More king than president?
It’s a long time since Emmanuel Macron rode to presidential power on a wave of promises, many related to public spending and reforming the labour market. Now that it’s time to deliver on those promises, the people are a little less enthusiastic…
Three months of disruption lie ahead, as the first of the planned railway walkouts saw around 75% of staff strike. More than half of the French public are against the strikes, but there’s a significant fear of sneaking privatisation, and Macron’s diplomacy may be the difference between success and failure for his reforms.

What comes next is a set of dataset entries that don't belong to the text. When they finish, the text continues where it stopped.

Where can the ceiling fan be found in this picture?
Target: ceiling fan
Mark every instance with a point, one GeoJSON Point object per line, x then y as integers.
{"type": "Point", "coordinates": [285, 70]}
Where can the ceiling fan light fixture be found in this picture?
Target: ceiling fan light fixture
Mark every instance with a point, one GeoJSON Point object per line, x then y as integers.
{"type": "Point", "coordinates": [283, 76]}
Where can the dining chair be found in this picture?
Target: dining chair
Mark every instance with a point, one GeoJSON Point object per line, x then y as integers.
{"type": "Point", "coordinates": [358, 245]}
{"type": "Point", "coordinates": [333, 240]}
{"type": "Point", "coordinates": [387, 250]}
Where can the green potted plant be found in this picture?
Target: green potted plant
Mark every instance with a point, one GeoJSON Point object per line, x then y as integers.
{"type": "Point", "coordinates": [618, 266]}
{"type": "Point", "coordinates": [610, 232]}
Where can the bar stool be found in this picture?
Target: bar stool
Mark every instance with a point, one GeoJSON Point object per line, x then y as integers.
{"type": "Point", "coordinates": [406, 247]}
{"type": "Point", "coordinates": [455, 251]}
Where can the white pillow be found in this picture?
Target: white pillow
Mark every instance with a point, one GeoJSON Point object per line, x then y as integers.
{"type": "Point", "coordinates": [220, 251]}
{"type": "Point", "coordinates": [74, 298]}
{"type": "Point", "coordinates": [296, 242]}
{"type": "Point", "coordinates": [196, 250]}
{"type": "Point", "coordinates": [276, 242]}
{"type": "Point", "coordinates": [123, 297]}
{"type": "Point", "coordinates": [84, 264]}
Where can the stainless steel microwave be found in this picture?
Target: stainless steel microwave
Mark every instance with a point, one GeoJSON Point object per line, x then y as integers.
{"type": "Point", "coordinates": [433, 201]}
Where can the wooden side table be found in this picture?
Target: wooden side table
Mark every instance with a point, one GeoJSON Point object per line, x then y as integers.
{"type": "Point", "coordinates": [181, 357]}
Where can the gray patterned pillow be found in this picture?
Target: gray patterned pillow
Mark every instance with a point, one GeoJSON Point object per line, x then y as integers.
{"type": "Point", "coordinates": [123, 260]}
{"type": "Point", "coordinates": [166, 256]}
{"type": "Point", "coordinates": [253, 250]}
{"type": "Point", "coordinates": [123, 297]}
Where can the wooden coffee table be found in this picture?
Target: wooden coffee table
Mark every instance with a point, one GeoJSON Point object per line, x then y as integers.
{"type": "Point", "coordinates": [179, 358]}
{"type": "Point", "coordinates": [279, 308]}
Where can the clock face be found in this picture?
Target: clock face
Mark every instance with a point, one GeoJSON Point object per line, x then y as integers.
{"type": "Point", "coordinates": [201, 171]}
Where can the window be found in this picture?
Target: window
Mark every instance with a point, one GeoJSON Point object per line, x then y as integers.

And what’s behind these reforms? The SNCF train system carries a big old bundle of debt, and France’s public spending total stands at 59% of GDP, compared to Germany’s 44% and the UK’s 39%. Economic growth and a cut in the unemployment rate are his targets too. Social mobility is a stated concern, but few people could miss the irony in spending an average €250 a day on Macron’s hair and makeup when the public purse strings want tightening. When France’s royalty and nobility found themselves on the sharp end of the guillotine, it was by reason of their unreal existence and complete disconnect from the people; is Macron more king than president?
Stating that he wouldn’t yield to “the lazy, the cynics or the extreme”, as he did back in September, certainly has that monarchical touch, and February’s finger-pointing at farmers at the Salon de l’Agriculture lacked the common touch. But could his forceful nature not only see France’s economy grow, but its stature on the world stage too? His recent words directed at Donald Trump, in response to the stand-off about trade tariffs, certainly show a refusal to be cowed: “We won’t talk at all with a country if it is with a gun to our heads.”
Talks at the EU, where Macron would like to see greater harmony, have meanwhile been complicated by the rise in populism in Italy, the eurozone’s third-largest economy, if not its most prosperous. The president’s hopes for harmony in taxation, minimum wages in all EU countries and a dedicated Eurozone finance minister and budget certainly seem ambitious; he may find common ground with Angela Merkel, but the Dutch prime minister’s words of “It’s not a French-German Europe” don’t bode well for reform.
All in all, it’s enough for a king to want to tear his expensively coiffed hair out.